Il ne voit pas les fleurs que courbe la rosée,
Il n’entend pas frémir les nids dans les rayons :
La lourdeur de la terre a gagné sa pensée,
Et son souffle se mêle aux brumes des sillons.


Ses bœufs ont l’air éteint des animaux stupides.
Sans soupçonner encor la fête du matin,
Ils ouvrent par moment leurs narines avides
Pour humer dans le ciel un arôme lointain.

Quand ils font une halte après un travail rude,
Leurs yeux roulent plus vite, hébétés de sommeil ;
Et, s’arrachant soudain à leur morne attitude,
Ils beuglent lentement du côté du soleil.

Mais lui, le dur bouvier, il regarde la terre :
Enfant, il a grandi sur son sein colossal ;
Et sans rien entrevoir de son profond mystère,
À l’horizon des blés il borne l’idéal.

Eh bien ! il l’aime ! il l’aime avec l’ardeur d’un mâle,
Cette terre féconde et trompeuse parfois,
Sans plus s’inquiéter de l’aube rose ou pâle,
Des parfums de la fleur et des frissons des bois.
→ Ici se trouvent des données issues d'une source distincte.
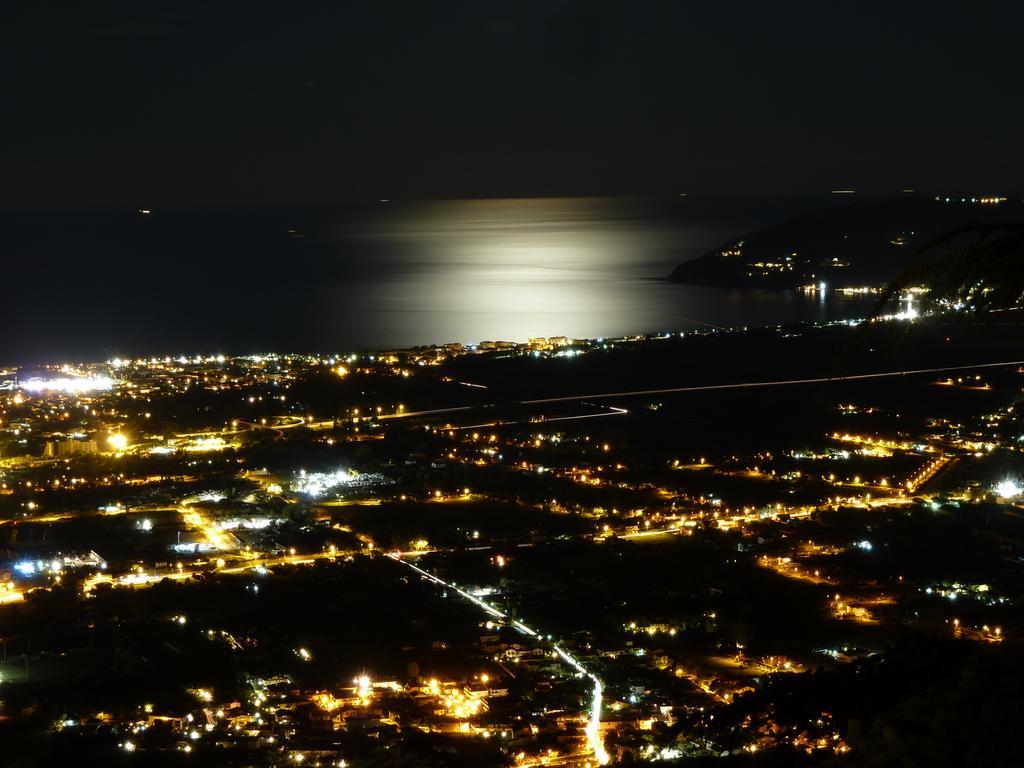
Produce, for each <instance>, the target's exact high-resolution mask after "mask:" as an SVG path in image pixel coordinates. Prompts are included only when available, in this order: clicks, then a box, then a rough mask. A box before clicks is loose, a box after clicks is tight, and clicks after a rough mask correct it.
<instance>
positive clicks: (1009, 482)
mask: <svg viewBox="0 0 1024 768" xmlns="http://www.w3.org/2000/svg"><path fill="white" fill-rule="evenodd" d="M1022 490H1024V488H1022V487H1021V486H1020V485H1018V484H1017V483H1016V482H1014V481H1013V480H1011V479H1010V478H1009V477H1008V478H1007V479H1005V480H1004V481H1002V482H1000V483H998V484H996V486H995V493H996V494H997V495H998V496H1001V497H1002V498H1004V499H1013V498H1015V497H1018V496H1020V495H1021V492H1022Z"/></svg>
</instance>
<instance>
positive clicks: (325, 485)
mask: <svg viewBox="0 0 1024 768" xmlns="http://www.w3.org/2000/svg"><path fill="white" fill-rule="evenodd" d="M353 480H355V475H353V474H352V473H351V472H349V471H347V470H344V469H339V470H338V471H337V472H309V473H307V472H305V471H302V472H300V473H299V477H298V479H297V480H296V481H295V482H294V483H292V488H293V489H294V490H295V492H297V493H299V494H306V495H307V496H311V497H312V498H314V499H315V498H316V497H318V496H323V495H324V494H325V493H327V492H328V490H330V489H331V488H334V487H337V486H338V485H347V484H349V483H351V482H352V481H353Z"/></svg>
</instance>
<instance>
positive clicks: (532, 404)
mask: <svg viewBox="0 0 1024 768" xmlns="http://www.w3.org/2000/svg"><path fill="white" fill-rule="evenodd" d="M1013 366H1024V360H1005V361H1001V362H976V364H972V365H969V366H943V367H938V368H919V369H907V370H903V371H883V372H880V373H873V374H850V375H848V376H820V377H811V378H805V379H775V380H771V381H743V382H734V383H730V384H696V385H690V386H682V387H664V388H659V389H630V390H625V391H620V392H594V393H591V394H566V395H558V396H555V397H537V398H534V399H527V400H515V401H512V402H510V403H505V404H518V406H545V404H549V403H554V402H579V401H580V400H601V399H609V398H611V397H616V398H618V397H641V396H646V395H659V394H680V393H685V392H711V391H716V390H727V389H755V388H761V387H784V386H795V385H800V384H839V383H842V382H849V381H869V380H871V379H890V378H896V377H901V376H919V375H922V374H941V373H949V372H952V371H973V370H979V369H984V368H1010V367H1013ZM498 404H499V403H487V404H479V406H457V407H453V408H438V409H429V410H426V411H408V412H401V413H396V414H385V415H384V416H379V417H377V418H378V419H382V420H383V419H409V418H414V417H420V416H439V415H442V414H454V413H466V412H469V411H477V410H480V409H485V408H495V407H497V406H498ZM609 415H610V414H609ZM596 416H602V414H591V415H588V416H574V417H558V418H557V419H548V420H547V421H556V420H568V419H582V418H594V417H596ZM499 423H504V424H509V423H514V422H498V421H496V422H495V423H494V424H492V425H477V426H496V425H498V424H499Z"/></svg>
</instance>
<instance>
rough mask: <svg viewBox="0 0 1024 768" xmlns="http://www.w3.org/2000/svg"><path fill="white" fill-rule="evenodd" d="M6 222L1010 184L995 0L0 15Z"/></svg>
mask: <svg viewBox="0 0 1024 768" xmlns="http://www.w3.org/2000/svg"><path fill="white" fill-rule="evenodd" d="M0 16H2V19H0V78H2V87H3V120H2V121H0V139H2V140H0V173H2V175H3V180H4V183H3V185H2V190H3V191H2V199H0V205H5V206H16V207H22V206H65V205H73V206H77V205H106V204H117V205H120V204H125V205H154V206H156V205H163V204H187V203H229V202H236V203H273V204H278V203H283V204H290V203H311V202H340V201H345V200H353V199H375V198H378V197H389V198H401V197H420V198H424V197H426V198H430V197H443V196H449V197H451V196H463V195H468V196H476V195H547V194H612V193H669V191H673V193H674V191H679V190H687V191H708V193H730V191H744V193H745V191H810V190H820V189H827V188H833V187H837V186H855V187H858V188H862V189H878V190H890V189H898V188H899V187H902V186H914V187H916V188H919V189H925V190H931V189H935V190H938V189H943V190H947V189H948V190H957V191H958V190H967V191H989V190H993V191H994V190H1007V189H1016V188H1019V187H1020V183H1019V182H1020V178H1021V172H1022V170H1024V154H1022V152H1021V135H1022V118H1024V99H1021V98H1020V87H1021V86H1020V73H1021V71H1022V67H1021V63H1020V52H1019V44H1020V34H1021V32H1020V31H1021V22H1022V20H1024V11H1022V6H1021V4H1020V3H1016V2H1002V3H998V2H987V1H986V0H975V1H970V2H969V1H965V2H943V1H941V0H933V1H932V2H916V1H914V2H898V1H896V0H890V2H887V3H876V2H849V1H847V2H843V1H839V2H824V1H821V0H818V1H817V2H812V3H805V2H767V1H765V0H759V1H757V2H738V1H734V2H727V1H725V2H722V1H716V2H701V3H695V2H687V1H686V0H676V2H644V1H643V0H632V1H631V2H616V3H610V2H599V1H598V0H577V1H570V2H564V1H563V2H558V1H557V0H551V1H550V2H544V3H530V2H513V1H508V0H505V1H501V2H499V1H498V0H473V1H472V2H443V1H441V0H438V1H437V2H427V1H425V0H417V1H416V2H409V3H398V2H387V1H386V0H368V1H366V2H360V3H348V2H341V1H336V2H323V3H302V2H287V3H286V2H279V3H259V2H244V3H233V2H226V1H224V0H216V1H214V0H204V1H203V2H191V1H190V0H173V1H170V2H161V3H148V2H140V1H139V0H134V1H133V2H82V1H81V0H76V1H75V2H69V3H53V2H45V1H44V0H27V1H24V2H23V1H22V0H7V2H5V3H4V6H3V9H2V10H0Z"/></svg>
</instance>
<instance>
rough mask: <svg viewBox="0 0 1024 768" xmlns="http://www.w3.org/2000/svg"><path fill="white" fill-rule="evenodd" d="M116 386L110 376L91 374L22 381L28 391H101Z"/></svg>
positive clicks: (21, 385) (75, 391)
mask: <svg viewBox="0 0 1024 768" xmlns="http://www.w3.org/2000/svg"><path fill="white" fill-rule="evenodd" d="M113 386H114V379H112V378H110V377H109V376H91V377H88V378H79V377H69V376H60V377H56V378H53V379H29V380H28V381H23V382H22V383H20V387H22V389H24V390H25V391H26V392H65V393H68V394H82V393H85V392H93V391H101V390H104V389H110V388H111V387H113Z"/></svg>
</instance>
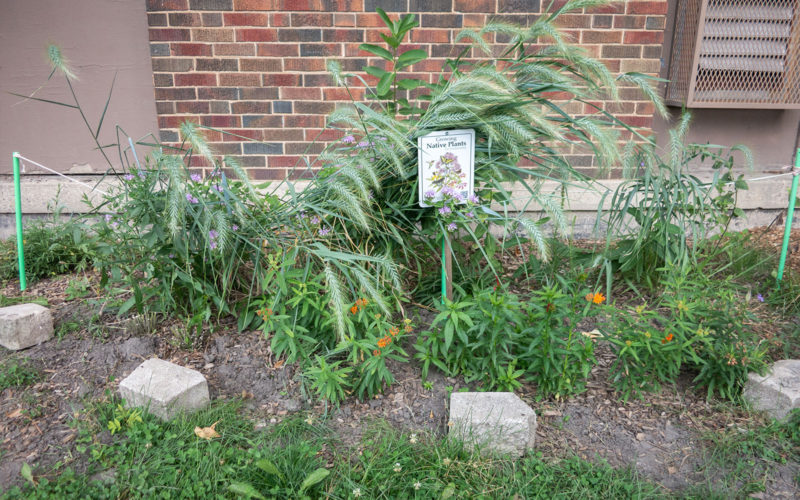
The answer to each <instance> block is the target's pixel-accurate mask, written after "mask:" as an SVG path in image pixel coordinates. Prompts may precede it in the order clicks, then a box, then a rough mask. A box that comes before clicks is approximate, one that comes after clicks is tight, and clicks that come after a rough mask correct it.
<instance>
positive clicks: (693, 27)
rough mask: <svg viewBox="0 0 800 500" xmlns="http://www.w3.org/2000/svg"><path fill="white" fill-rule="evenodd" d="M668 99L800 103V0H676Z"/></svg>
mask: <svg viewBox="0 0 800 500" xmlns="http://www.w3.org/2000/svg"><path fill="white" fill-rule="evenodd" d="M677 12H678V14H677V19H676V21H675V32H674V36H673V40H672V59H671V64H670V70H669V80H670V82H669V83H668V84H667V87H666V94H665V99H666V101H667V103H668V104H671V105H674V106H682V105H686V106H687V107H692V108H702V107H705V108H779V109H788V108H800V0H679V2H678V10H677Z"/></svg>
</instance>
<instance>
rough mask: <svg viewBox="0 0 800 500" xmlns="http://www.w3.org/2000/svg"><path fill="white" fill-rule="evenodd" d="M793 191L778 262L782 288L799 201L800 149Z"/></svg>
mask: <svg viewBox="0 0 800 500" xmlns="http://www.w3.org/2000/svg"><path fill="white" fill-rule="evenodd" d="M792 173H793V175H792V190H791V193H790V194H789V210H788V211H787V213H786V228H785V229H784V230H783V245H781V260H780V262H778V287H779V288H780V286H781V280H782V279H783V266H784V265H785V264H786V253H787V251H788V250H789V235H791V233H792V218H793V217H794V202H795V200H796V199H797V182H798V180H800V148H798V149H797V153H796V156H795V160H794V171H793V172H792Z"/></svg>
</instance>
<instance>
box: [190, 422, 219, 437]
mask: <svg viewBox="0 0 800 500" xmlns="http://www.w3.org/2000/svg"><path fill="white" fill-rule="evenodd" d="M218 423H219V420H217V421H216V422H214V423H213V424H211V425H210V426H208V427H195V428H194V433H195V435H197V437H199V438H201V439H206V440H210V439H214V438H215V437H220V435H219V433H218V432H217V431H216V429H215V427H216V426H217V424H218Z"/></svg>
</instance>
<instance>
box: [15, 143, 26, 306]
mask: <svg viewBox="0 0 800 500" xmlns="http://www.w3.org/2000/svg"><path fill="white" fill-rule="evenodd" d="M11 163H12V165H13V168H14V211H15V212H16V219H17V258H18V259H19V289H20V290H25V288H27V286H28V285H27V283H26V282H25V252H24V248H23V240H22V194H21V190H20V186H19V153H16V152H15V153H14V154H12V155H11Z"/></svg>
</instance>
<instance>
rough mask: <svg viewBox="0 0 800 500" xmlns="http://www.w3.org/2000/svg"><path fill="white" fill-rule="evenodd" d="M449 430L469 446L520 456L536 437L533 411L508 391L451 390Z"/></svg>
mask: <svg viewBox="0 0 800 500" xmlns="http://www.w3.org/2000/svg"><path fill="white" fill-rule="evenodd" d="M449 425H450V433H451V434H453V435H455V436H456V437H458V438H459V439H462V440H463V441H464V442H465V443H467V444H468V445H470V446H474V445H478V446H481V447H482V449H484V450H487V451H495V452H498V453H508V454H511V455H513V456H516V457H521V456H522V455H523V454H524V453H525V451H526V450H529V449H532V448H533V445H534V442H535V440H536V425H537V424H536V412H535V411H534V410H533V409H532V408H531V407H530V406H528V405H527V404H525V402H524V401H522V400H521V399H520V398H519V397H518V396H517V395H516V394H514V393H511V392H454V393H452V394H451V395H450V423H449Z"/></svg>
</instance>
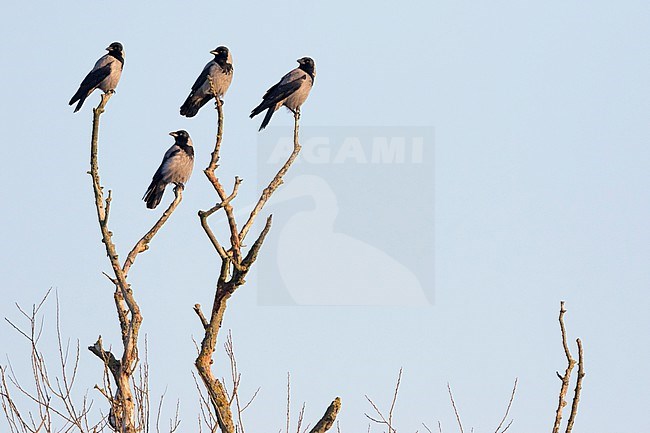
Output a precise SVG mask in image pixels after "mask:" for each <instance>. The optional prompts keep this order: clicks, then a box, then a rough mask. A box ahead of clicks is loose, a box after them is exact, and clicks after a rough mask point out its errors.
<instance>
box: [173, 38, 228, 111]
mask: <svg viewBox="0 0 650 433" xmlns="http://www.w3.org/2000/svg"><path fill="white" fill-rule="evenodd" d="M210 54H213V55H214V59H212V60H210V61H209V62H208V64H207V65H205V67H204V68H203V71H202V72H201V75H199V78H197V79H196V82H194V85H193V86H192V91H191V92H190V94H189V96H188V97H187V99H186V100H185V102H183V105H181V116H186V117H194V116H196V113H198V112H199V109H200V108H201V107H203V106H204V105H205V104H206V103H207V102H208V101H209V100H210V99H212V98H213V97H214V96H215V94H214V93H215V92H216V94H217V95H216V96H217V97H218V98H219V99H221V98H222V97H223V95H224V94H225V93H226V92H227V91H228V87H230V82H231V81H232V75H233V67H232V56H231V55H230V51H229V50H228V48H226V47H218V48H215V49H214V50H212V51H210ZM210 81H212V86H214V91H213V89H212V87H211V86H210Z"/></svg>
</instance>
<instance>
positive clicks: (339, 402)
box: [194, 88, 340, 433]
mask: <svg viewBox="0 0 650 433" xmlns="http://www.w3.org/2000/svg"><path fill="white" fill-rule="evenodd" d="M213 92H214V88H213ZM214 93H215V95H216V92H214ZM215 106H216V110H217V136H216V140H215V146H214V151H213V152H212V155H211V159H210V163H209V164H208V166H207V167H206V168H205V170H204V173H205V175H206V177H207V178H208V181H209V182H210V184H211V185H212V186H213V188H214V190H215V191H216V193H217V195H218V197H219V202H217V204H215V205H214V206H213V207H211V208H210V209H209V210H207V211H199V213H198V214H199V219H200V222H201V227H203V230H204V231H205V233H206V235H207V237H208V239H209V240H210V242H211V243H212V245H213V247H214V248H215V250H216V251H217V253H218V254H219V257H220V259H221V267H220V272H219V278H218V280H217V286H216V289H215V295H214V300H213V303H212V309H211V312H210V315H209V318H208V317H206V316H204V315H203V312H202V311H201V306H200V305H199V304H196V305H195V306H194V311H195V312H196V314H197V316H198V317H199V319H200V321H201V325H202V326H203V328H204V331H205V334H204V337H203V340H202V342H201V347H200V351H199V355H198V357H197V358H196V361H195V366H196V369H197V371H198V373H199V376H200V377H201V380H202V382H203V384H204V385H205V387H206V389H207V393H208V396H209V399H210V402H211V404H212V407H213V409H214V411H215V414H216V418H217V424H218V425H219V428H220V429H221V431H222V432H223V433H235V430H236V429H235V423H234V420H233V414H232V411H231V408H230V405H231V403H232V399H230V398H229V396H228V393H227V392H226V389H225V387H224V385H223V383H222V382H221V381H220V380H219V379H217V378H216V377H215V376H214V374H213V372H212V369H211V367H212V364H213V359H212V356H213V354H214V352H215V347H216V344H217V336H218V334H219V330H220V329H221V324H222V322H223V317H224V314H225V311H226V307H227V302H228V299H229V298H230V296H232V294H233V293H234V292H235V290H237V288H239V287H240V286H241V285H243V284H244V283H245V277H246V275H247V274H248V271H249V270H250V269H251V267H252V265H253V264H254V263H255V260H256V259H257V256H258V253H259V251H260V249H261V248H262V245H263V243H264V240H265V238H266V235H267V234H268V232H269V230H270V228H271V222H272V218H271V216H269V217H268V218H267V220H266V224H265V226H264V228H263V229H262V231H261V232H260V234H259V236H258V237H257V239H256V241H255V242H254V243H253V245H252V246H251V247H250V249H249V250H248V252H246V254H244V253H243V252H242V242H243V240H244V238H245V236H246V234H247V233H248V232H249V230H250V228H251V227H252V225H253V223H254V221H255V218H256V217H257V215H258V214H259V213H260V211H261V210H262V208H263V207H264V204H265V203H266V201H267V200H268V199H269V198H270V196H271V195H272V194H273V192H274V191H275V190H276V189H277V188H278V187H279V186H280V185H281V184H282V178H283V176H284V175H285V174H286V172H287V171H288V170H289V167H290V166H291V164H292V163H293V162H294V161H295V159H296V157H297V156H298V152H299V151H300V144H299V142H298V125H299V118H300V114H299V113H296V114H295V127H294V150H293V152H292V154H291V155H290V156H289V159H288V160H287V161H286V163H285V164H284V165H283V166H282V167H281V168H280V170H279V171H278V173H277V174H276V175H275V177H274V178H273V180H272V181H271V183H270V184H269V186H268V187H267V188H265V189H264V191H263V192H262V196H261V197H260V199H259V201H258V202H257V204H256V206H255V208H254V209H253V210H252V211H251V213H250V215H249V217H248V220H247V222H246V224H245V225H244V227H243V229H242V231H241V232H240V231H239V230H238V228H237V222H236V220H235V216H234V211H233V207H232V204H231V202H232V201H233V200H234V199H235V197H236V196H237V192H238V189H239V184H240V182H241V179H239V178H235V183H234V186H233V188H232V193H231V194H230V195H228V194H226V192H225V188H224V186H223V185H222V184H221V181H220V180H219V178H218V177H217V175H216V169H217V167H218V162H219V157H220V154H219V153H220V149H221V142H222V138H223V102H222V101H221V100H220V99H219V98H218V97H215ZM219 210H223V211H224V213H225V215H226V218H227V221H228V228H229V232H230V233H229V240H230V246H229V247H224V246H223V245H222V244H221V243H220V242H219V240H218V239H217V236H216V235H215V234H214V232H213V230H212V228H211V227H210V225H209V221H208V218H209V217H210V216H211V215H213V214H214V213H216V212H217V211H219ZM332 405H333V406H330V408H331V410H328V413H329V414H330V417H331V416H333V417H334V418H335V417H336V413H337V412H338V408H339V407H340V402H339V401H338V399H337V400H335V403H332ZM332 414H333V415H332ZM326 415H327V414H326ZM327 419H330V418H327V417H324V420H325V421H323V424H322V425H323V426H325V425H327V422H326V421H327ZM332 419H333V418H332ZM332 422H333V421H332ZM329 426H331V424H329ZM327 428H329V427H327ZM314 431H320V430H314ZM322 431H325V430H322Z"/></svg>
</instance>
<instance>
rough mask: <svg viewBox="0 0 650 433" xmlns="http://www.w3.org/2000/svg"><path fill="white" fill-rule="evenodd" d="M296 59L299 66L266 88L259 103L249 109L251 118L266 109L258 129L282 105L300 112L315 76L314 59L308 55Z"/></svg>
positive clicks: (268, 121) (260, 130) (269, 119)
mask: <svg viewBox="0 0 650 433" xmlns="http://www.w3.org/2000/svg"><path fill="white" fill-rule="evenodd" d="M297 61H298V63H299V66H298V67H297V68H296V69H294V70H293V71H291V72H289V73H288V74H287V75H285V76H284V77H282V79H281V80H280V82H279V83H278V84H276V85H275V86H273V87H271V88H270V89H269V90H267V91H266V93H265V94H264V96H263V97H262V102H261V103H260V105H258V106H257V107H255V108H254V109H253V111H251V116H250V117H251V119H252V118H253V117H255V116H257V115H258V114H260V113H261V112H262V111H264V110H267V111H266V115H265V116H264V120H263V121H262V126H260V129H259V130H260V131H261V130H262V129H264V128H265V127H266V125H268V124H269V121H270V120H271V116H273V113H275V111H277V110H278V108H280V107H281V106H283V105H284V106H285V107H287V108H288V109H289V110H291V111H292V112H293V113H294V114H295V113H297V112H300V106H301V105H302V104H303V103H304V102H305V100H306V99H307V96H309V91H310V90H311V88H312V86H313V85H314V78H316V68H315V66H314V61H313V60H312V59H311V58H309V57H303V58H301V59H298V60H297Z"/></svg>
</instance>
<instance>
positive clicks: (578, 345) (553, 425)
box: [553, 301, 585, 433]
mask: <svg viewBox="0 0 650 433" xmlns="http://www.w3.org/2000/svg"><path fill="white" fill-rule="evenodd" d="M565 313H566V310H565V309H564V301H561V302H560V316H559V318H558V320H559V322H560V331H561V333H562V347H563V348H564V355H565V356H566V359H567V368H566V370H565V371H564V375H561V374H560V373H558V372H556V375H557V377H558V378H559V379H560V381H561V382H562V385H561V387H560V393H559V395H558V406H557V410H556V412H555V423H554V425H553V433H558V432H559V431H560V426H561V424H562V410H563V409H564V406H566V405H567V402H566V394H567V392H568V390H569V385H570V383H571V372H572V371H573V368H574V367H575V365H576V363H577V364H578V377H577V379H576V385H575V390H574V395H573V399H572V404H571V413H570V415H569V420H568V422H567V426H566V430H565V433H571V430H572V429H573V424H574V423H575V418H576V415H577V413H578V403H579V401H580V392H581V390H582V379H583V377H584V376H585V372H584V359H583V351H582V342H581V341H580V339H579V338H578V339H577V340H576V342H577V345H578V361H577V362H576V360H575V359H573V356H572V355H571V351H570V350H569V344H568V338H567V332H566V327H565V326H564V314H565Z"/></svg>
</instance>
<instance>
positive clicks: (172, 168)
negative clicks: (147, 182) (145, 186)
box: [142, 130, 194, 209]
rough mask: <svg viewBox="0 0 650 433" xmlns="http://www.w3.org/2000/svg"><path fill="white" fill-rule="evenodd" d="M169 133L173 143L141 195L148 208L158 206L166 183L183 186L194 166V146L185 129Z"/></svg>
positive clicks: (169, 148) (188, 134)
mask: <svg viewBox="0 0 650 433" xmlns="http://www.w3.org/2000/svg"><path fill="white" fill-rule="evenodd" d="M169 135H171V136H172V137H174V138H175V142H174V145H173V146H172V147H170V148H169V150H168V151H167V152H166V153H165V156H164V157H163V161H162V163H161V164H160V167H159V168H158V170H157V171H156V173H155V174H154V175H153V179H152V180H151V184H150V185H149V188H147V192H146V193H145V194H144V197H142V199H143V200H144V201H145V202H146V203H147V207H148V208H149V209H155V208H156V206H158V203H160V200H161V199H162V196H163V194H164V192H165V187H166V186H167V184H169V183H174V184H175V185H176V186H179V187H181V188H184V187H185V183H186V182H187V181H188V180H189V178H190V175H191V174H192V168H193V167H194V147H192V140H191V139H190V135H189V134H188V133H187V131H184V130H180V131H175V132H170V133H169Z"/></svg>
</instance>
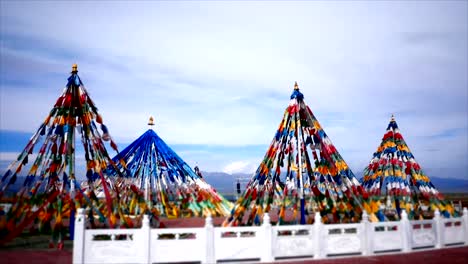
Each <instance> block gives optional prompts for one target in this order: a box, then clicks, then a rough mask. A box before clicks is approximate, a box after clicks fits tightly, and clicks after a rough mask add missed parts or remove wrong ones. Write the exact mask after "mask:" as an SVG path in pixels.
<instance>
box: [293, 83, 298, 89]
mask: <svg viewBox="0 0 468 264" xmlns="http://www.w3.org/2000/svg"><path fill="white" fill-rule="evenodd" d="M294 90H299V85H297V82H294Z"/></svg>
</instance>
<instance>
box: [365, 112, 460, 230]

Et l’on croit voir, alors qu’il travaille et chemine,
Un formidable fils du monde primitif,
Qui boit, mange, s’endort, toujours courbe l’échine,
Et de la glèbe antique est à jamais captif.

Au soleil, devant lui, la terre s’ouvre et fume ;
Les bœufs vont lentement d’un pas rythmique et sûr ;
Leurs muffles sont baignés par une blanche écume,
Et leur haleine d’or s’envole dans l’azur.